A new PMI survey by Stanbic Bank Kenya has shown that Kenyan businesses recorded a sharp decline during the month of February on account of tax woes, high cost of living, and pressures that curtailed the power of Kenyan customers to purchase.
According to the survey, both the output and new orders recorded sharp falls during the month, leading to renewed cuts in employment and purchasing. “The sharp fall in sales came amid reports that cost-of-living pressures and cash flow problems had stunted customer spending,” stated the survey.
The survey noted that currency weakness and reports of increased tax burdens fed through to a sharper rise in input costs, one that was among the fastest seen since the series began in 2014. “While some firms passed these costs on to customers, the rate of charge inflation was broadly unchanged from January and much softer than that of input prices.”
For the first time in six months, the headline PMI registered below the 50.0 no-change mark in February, dropping to 46.6 from an 11-month high of 52.0 in January.
The reading indicated a solid deterioration in operating conditions, driven by renewed contractions in many of the covered metrics.
Demand weakness was particularly clear in the latest survey data, as companies reported a sharp contraction in new order volumes following a solid upturn in January.
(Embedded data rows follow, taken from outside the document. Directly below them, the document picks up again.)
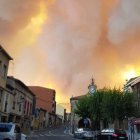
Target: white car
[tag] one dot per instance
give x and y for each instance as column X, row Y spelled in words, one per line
column 11, row 131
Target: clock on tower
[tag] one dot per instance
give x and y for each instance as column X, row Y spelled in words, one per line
column 92, row 87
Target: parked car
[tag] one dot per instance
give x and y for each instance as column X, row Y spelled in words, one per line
column 113, row 134
column 84, row 133
column 11, row 131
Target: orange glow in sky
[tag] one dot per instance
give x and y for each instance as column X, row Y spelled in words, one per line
column 61, row 44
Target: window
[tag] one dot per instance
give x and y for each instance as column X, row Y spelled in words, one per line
column 4, row 71
column 0, row 67
column 0, row 95
column 5, row 107
column 5, row 127
column 19, row 107
column 14, row 103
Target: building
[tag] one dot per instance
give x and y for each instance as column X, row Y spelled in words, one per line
column 21, row 104
column 45, row 114
column 133, row 85
column 60, row 112
column 4, row 95
column 75, row 120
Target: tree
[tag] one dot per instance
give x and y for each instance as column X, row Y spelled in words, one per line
column 107, row 105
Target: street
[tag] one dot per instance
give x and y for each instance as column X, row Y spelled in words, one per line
column 55, row 134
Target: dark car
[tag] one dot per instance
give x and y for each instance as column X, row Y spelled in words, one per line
column 113, row 134
column 84, row 133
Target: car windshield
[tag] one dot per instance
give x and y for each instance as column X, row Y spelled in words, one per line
column 5, row 127
column 120, row 131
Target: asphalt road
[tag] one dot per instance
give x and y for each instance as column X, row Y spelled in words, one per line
column 56, row 134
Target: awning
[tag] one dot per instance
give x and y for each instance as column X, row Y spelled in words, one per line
column 3, row 114
column 136, row 121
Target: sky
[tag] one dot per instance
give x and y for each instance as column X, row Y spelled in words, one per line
column 62, row 44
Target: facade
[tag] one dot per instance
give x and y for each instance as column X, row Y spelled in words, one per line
column 133, row 85
column 4, row 94
column 75, row 121
column 21, row 104
column 74, row 118
column 45, row 114
column 60, row 111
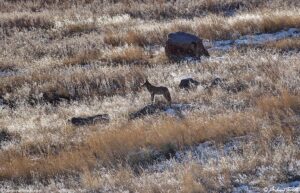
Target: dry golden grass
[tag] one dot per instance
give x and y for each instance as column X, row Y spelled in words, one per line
column 127, row 55
column 81, row 28
column 289, row 44
column 82, row 58
column 81, row 52
column 27, row 21
column 113, row 147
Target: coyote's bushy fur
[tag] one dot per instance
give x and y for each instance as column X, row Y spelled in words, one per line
column 161, row 90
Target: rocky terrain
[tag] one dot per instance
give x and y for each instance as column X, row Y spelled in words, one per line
column 74, row 116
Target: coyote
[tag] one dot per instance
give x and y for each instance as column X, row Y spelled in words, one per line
column 158, row 91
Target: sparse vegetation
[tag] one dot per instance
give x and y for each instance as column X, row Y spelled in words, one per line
column 64, row 59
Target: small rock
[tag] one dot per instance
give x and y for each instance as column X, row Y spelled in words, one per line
column 80, row 121
column 188, row 83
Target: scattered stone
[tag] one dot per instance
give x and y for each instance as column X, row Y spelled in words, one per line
column 182, row 45
column 80, row 121
column 188, row 83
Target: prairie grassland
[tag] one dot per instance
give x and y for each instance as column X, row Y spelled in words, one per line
column 95, row 55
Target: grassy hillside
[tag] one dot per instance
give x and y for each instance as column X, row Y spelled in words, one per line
column 63, row 59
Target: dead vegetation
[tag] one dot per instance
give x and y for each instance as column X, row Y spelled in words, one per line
column 83, row 58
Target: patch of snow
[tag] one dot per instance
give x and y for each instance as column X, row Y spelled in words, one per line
column 245, row 189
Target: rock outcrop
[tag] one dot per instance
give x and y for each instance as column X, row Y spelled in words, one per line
column 182, row 45
column 81, row 121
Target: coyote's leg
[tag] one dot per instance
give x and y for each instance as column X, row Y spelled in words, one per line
column 167, row 95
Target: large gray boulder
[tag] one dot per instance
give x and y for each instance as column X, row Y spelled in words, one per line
column 182, row 45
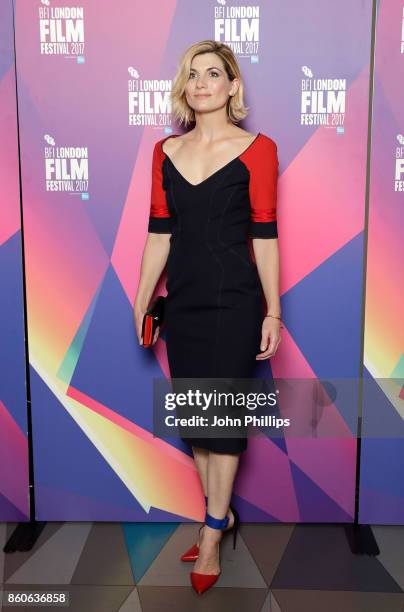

Survey panellists frequently noted that customers had pared back spending due to high inflation and a lack of money in circulation.
“Firms also suffered from a marked fall in export sales, one of the fastest seen on record… The downturn in sales led Kenyan companies to make renewed cuts to activity, employment, and purchasing in February.”
At the same time, output fell sharply and for the first time in four months, while input purchases fell for the first time since last August. While job losses were only mild overall, they were the strongest seen since April 2021.